Outro momento foi a Constituinte de 1988. Então, a reforma tributária foi essencialmente um movimento em direção a uma maior descentralização fiscal. A União absteve-se de participar ativamente dos debates, com graves repercussões sobre as finanças do País.
Reforma tributária é tema permanente em todos os países. A despeito das questões envolvidas, é matéria com elevada sensibilidade política. Por conseguinte, sua condução requer estratégia e habilidade negocial.
Sistemas tributários não são softwares de prateleira nem meras construções de especialistas.
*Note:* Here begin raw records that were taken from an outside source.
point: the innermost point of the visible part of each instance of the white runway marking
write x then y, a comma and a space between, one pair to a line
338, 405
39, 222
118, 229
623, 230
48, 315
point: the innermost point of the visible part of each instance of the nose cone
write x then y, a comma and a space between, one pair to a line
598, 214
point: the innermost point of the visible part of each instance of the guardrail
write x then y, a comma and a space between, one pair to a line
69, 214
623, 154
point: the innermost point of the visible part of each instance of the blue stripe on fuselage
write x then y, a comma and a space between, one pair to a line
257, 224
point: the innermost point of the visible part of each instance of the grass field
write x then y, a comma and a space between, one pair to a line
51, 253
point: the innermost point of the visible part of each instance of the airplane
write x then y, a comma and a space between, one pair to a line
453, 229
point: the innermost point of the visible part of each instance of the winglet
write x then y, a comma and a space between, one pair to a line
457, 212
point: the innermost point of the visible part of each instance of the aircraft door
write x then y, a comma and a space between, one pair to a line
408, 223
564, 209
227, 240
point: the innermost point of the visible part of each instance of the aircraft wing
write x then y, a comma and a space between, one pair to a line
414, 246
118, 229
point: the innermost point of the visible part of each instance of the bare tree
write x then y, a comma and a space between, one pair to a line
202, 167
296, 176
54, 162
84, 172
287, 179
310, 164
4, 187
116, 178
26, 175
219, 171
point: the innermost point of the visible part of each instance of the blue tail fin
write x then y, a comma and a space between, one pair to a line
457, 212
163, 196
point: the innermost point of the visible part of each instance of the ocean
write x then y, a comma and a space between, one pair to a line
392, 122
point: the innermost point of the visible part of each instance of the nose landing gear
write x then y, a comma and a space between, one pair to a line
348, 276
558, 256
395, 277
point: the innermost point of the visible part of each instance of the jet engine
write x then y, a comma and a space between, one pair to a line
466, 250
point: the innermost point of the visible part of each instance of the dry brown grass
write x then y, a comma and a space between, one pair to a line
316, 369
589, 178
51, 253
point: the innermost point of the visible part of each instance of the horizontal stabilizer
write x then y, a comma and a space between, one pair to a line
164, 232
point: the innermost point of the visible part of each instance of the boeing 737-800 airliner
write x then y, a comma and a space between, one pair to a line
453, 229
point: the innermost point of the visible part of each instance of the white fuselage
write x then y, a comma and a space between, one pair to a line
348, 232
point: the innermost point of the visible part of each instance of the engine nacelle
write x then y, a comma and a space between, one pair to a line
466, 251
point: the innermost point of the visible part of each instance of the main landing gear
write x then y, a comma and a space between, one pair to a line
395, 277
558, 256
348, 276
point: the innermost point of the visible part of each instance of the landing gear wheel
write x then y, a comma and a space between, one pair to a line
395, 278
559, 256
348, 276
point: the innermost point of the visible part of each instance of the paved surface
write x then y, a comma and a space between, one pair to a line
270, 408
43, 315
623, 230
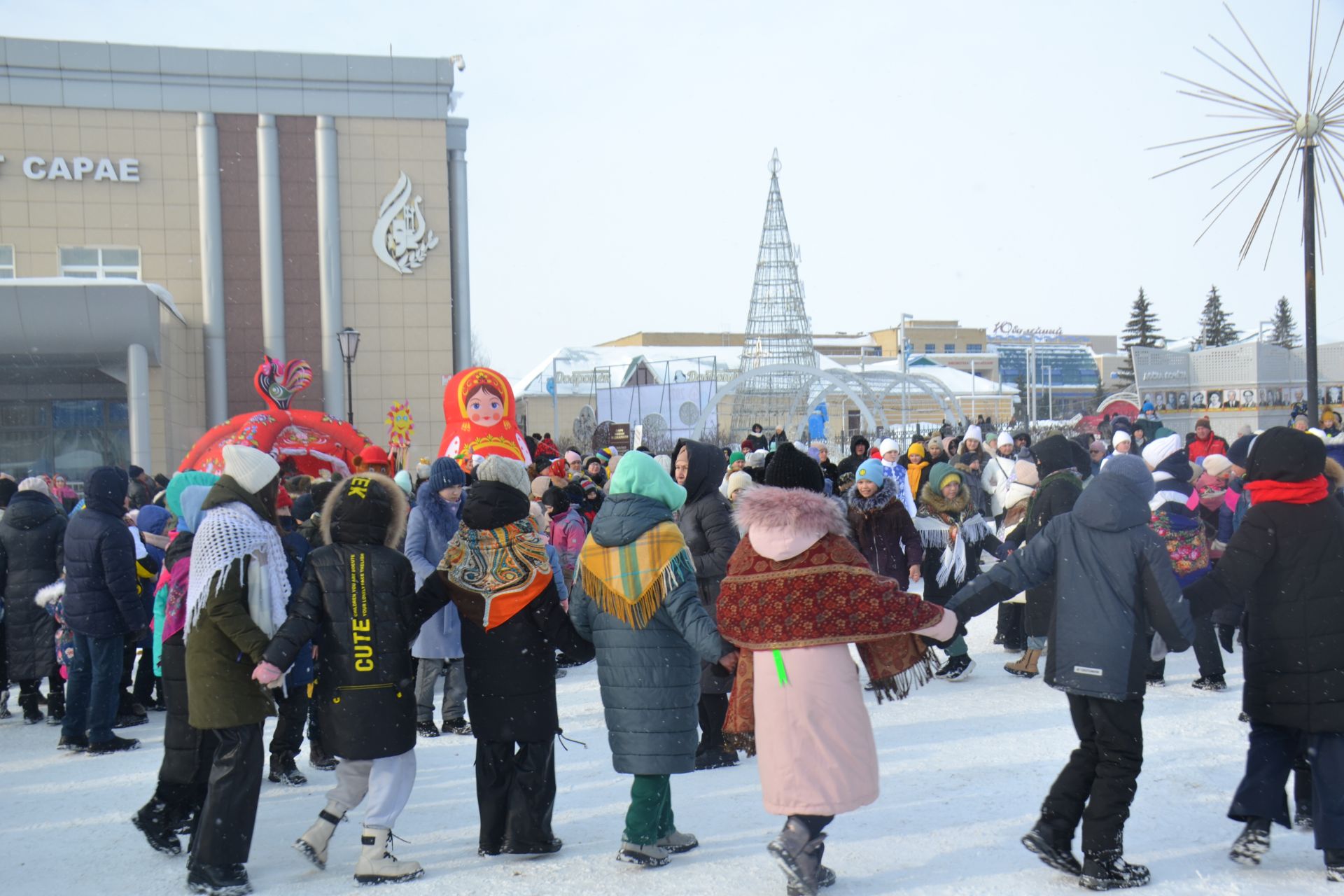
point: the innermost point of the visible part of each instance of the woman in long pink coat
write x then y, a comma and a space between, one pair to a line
796, 596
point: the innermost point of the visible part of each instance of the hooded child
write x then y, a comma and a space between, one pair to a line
638, 601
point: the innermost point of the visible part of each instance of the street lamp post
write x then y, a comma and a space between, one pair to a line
349, 342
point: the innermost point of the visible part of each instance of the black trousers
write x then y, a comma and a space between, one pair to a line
515, 793
713, 711
227, 817
1273, 752
289, 729
1098, 783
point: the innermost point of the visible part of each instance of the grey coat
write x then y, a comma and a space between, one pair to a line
650, 678
1114, 583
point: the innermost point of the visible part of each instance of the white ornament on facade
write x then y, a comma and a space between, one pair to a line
401, 235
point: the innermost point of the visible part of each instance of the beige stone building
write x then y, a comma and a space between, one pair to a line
169, 216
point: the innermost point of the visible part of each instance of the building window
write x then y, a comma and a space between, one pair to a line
100, 264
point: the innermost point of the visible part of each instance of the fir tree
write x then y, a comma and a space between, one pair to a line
1215, 326
1140, 332
1285, 328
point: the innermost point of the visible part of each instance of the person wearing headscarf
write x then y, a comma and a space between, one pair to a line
1284, 570
503, 584
796, 597
706, 524
237, 599
953, 533
33, 535
359, 603
438, 648
638, 601
1114, 584
1175, 508
185, 769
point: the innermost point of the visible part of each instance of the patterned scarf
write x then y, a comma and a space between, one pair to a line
632, 580
496, 573
822, 597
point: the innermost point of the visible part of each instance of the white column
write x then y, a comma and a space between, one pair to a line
272, 238
328, 265
211, 269
137, 406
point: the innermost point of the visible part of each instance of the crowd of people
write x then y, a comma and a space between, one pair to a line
336, 603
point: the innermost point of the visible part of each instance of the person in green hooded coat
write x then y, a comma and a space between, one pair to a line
636, 599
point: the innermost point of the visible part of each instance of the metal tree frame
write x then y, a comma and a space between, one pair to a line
778, 331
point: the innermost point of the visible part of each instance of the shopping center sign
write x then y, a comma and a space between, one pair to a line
81, 168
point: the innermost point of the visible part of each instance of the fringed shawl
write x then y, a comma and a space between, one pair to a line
632, 580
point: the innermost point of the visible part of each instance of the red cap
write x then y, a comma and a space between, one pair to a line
374, 454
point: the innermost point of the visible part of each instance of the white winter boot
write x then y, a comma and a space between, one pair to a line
316, 839
377, 865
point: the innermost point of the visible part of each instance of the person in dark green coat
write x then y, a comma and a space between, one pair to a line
237, 598
636, 599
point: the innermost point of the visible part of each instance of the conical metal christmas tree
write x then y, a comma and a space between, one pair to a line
778, 331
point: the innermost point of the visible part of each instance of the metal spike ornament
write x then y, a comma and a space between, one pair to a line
1316, 130
778, 331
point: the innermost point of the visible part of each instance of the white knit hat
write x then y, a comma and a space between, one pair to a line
249, 468
35, 484
504, 470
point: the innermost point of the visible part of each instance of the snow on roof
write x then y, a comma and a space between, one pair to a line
577, 368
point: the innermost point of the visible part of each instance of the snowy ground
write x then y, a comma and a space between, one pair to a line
964, 769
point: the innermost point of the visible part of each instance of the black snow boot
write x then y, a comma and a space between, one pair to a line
1108, 871
1335, 865
218, 880
284, 771
1252, 844
155, 821
31, 713
319, 758
1053, 848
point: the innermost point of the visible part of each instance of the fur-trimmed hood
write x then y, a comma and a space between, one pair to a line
366, 508
784, 523
933, 501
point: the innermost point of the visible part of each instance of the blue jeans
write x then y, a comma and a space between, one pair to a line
92, 694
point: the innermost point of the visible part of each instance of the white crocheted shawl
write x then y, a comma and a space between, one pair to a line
234, 533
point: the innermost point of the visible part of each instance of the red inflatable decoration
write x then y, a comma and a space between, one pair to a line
479, 416
304, 441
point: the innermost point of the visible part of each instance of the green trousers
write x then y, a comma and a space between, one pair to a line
650, 817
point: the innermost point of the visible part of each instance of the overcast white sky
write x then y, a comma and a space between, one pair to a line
980, 160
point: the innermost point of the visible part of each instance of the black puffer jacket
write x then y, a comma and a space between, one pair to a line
1285, 566
33, 536
851, 461
1058, 492
359, 603
1114, 583
511, 666
102, 597
706, 523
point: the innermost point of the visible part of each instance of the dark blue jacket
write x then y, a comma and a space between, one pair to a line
102, 598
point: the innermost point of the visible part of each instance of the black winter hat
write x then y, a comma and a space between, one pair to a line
1053, 454
1287, 456
792, 469
1240, 450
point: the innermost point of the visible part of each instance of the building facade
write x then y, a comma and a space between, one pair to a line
270, 200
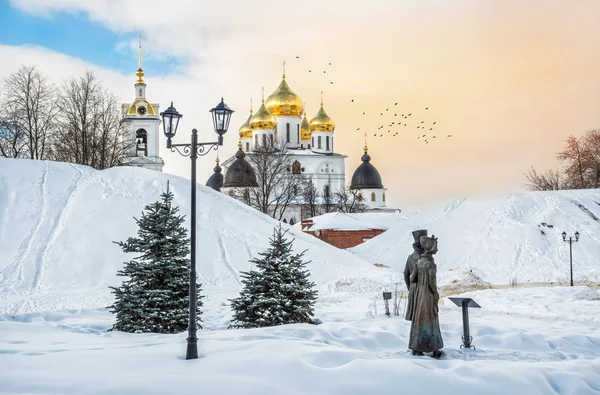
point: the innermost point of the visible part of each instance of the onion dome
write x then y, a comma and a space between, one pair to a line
263, 118
240, 174
366, 175
321, 122
215, 181
284, 102
245, 129
305, 128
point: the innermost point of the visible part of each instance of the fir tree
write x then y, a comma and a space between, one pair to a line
155, 296
278, 291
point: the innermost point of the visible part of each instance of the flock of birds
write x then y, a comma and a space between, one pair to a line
425, 130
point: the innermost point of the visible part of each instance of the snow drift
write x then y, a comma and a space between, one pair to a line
498, 239
58, 222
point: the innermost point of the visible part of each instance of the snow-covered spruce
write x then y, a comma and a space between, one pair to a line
155, 297
278, 291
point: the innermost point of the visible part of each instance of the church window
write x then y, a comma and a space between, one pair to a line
296, 167
141, 140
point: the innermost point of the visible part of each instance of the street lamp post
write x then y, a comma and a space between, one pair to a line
570, 240
221, 115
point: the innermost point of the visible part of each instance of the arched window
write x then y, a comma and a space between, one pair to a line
141, 140
296, 167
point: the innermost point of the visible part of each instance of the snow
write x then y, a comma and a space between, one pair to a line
355, 221
58, 221
499, 238
70, 352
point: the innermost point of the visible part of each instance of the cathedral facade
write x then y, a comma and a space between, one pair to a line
309, 146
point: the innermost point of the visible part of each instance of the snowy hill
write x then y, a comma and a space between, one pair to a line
58, 222
497, 238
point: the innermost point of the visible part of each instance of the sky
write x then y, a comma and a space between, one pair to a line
509, 80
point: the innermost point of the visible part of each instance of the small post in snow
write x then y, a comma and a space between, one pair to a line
465, 303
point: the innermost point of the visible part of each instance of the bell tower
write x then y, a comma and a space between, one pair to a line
142, 126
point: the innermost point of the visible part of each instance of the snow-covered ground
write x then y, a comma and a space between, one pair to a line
57, 259
498, 238
58, 222
543, 340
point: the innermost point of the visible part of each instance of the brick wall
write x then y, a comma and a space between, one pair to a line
346, 238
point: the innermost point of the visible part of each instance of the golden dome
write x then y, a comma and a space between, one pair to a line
284, 102
132, 110
245, 129
263, 119
321, 122
305, 128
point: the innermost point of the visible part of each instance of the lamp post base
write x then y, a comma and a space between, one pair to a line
192, 349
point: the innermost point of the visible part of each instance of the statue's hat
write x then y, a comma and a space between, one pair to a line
418, 233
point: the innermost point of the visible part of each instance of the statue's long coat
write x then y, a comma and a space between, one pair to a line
408, 270
425, 335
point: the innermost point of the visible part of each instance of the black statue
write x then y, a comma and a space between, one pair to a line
409, 268
425, 335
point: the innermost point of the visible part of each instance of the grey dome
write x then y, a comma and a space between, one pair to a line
215, 181
366, 175
240, 174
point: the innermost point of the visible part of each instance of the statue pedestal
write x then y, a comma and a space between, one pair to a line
465, 303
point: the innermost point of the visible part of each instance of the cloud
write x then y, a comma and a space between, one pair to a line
506, 80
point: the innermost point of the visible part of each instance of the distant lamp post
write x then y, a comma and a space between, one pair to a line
221, 115
570, 240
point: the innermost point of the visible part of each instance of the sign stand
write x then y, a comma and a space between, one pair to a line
465, 303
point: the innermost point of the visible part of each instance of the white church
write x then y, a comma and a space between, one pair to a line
280, 119
142, 122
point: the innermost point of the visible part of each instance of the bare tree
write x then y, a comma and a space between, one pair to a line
310, 198
90, 125
280, 180
13, 143
28, 114
349, 201
581, 166
549, 181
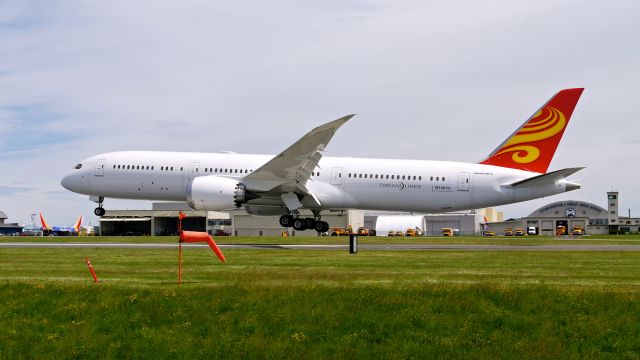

Decorrem de tensões políticas, e justamente por isso são intrinsecamente imperfeitos.
O imposto sobre valor agregado (IVA), sufragado por mais de 150 países, não vigora nos EUA, porque sua adoção implicaria graves perturbações nas relações federativas.
No Brasil, a desproporcional expansão das contribuições sociais resultou de sucessivos aumentos na partilha do IR e do IPI com Estados e municípios. Essas contribuições, hoje, pouco se assemelham às de outros países, guardando maior proximidade com o conceito de impostos.
Os modelos tributários são dinâmicos, porque sujeitos à obsolescência, em virtude de novas circunstâncias econômicas ou sociais. Daí o entendimento de que reforma tributária é um processo, e não um evento.
Desde a reforma de 1965, todas as emendas constitucionais que cuidaram da matéria tributária concorreram para a perda de qualidade do sistema. Representam, pois, uma perigosa via para implementar mudanças tributárias. Sempre que possível se deve optar por soluções infraconstitucionais.
Não convém acumular propostas, tendo como pretexto uma reforma abrangente. Essa é a forma segura de maximizar as tensões políticas que levam a impasses. O antônimo de abrangente não é pífio. Poderia ser cirúrgico.
Deve-se ter muito cuidado com a tentação de transportar acriticamente modelos de um país para outro, sem ter em conta que eles têm história e, em consequência, reproduzem situações específicas. A experiência internacional pode, no máximo, servir de inspiração para construir soluções locais.
Num próximo artigo, cuidarei de proposições concretas.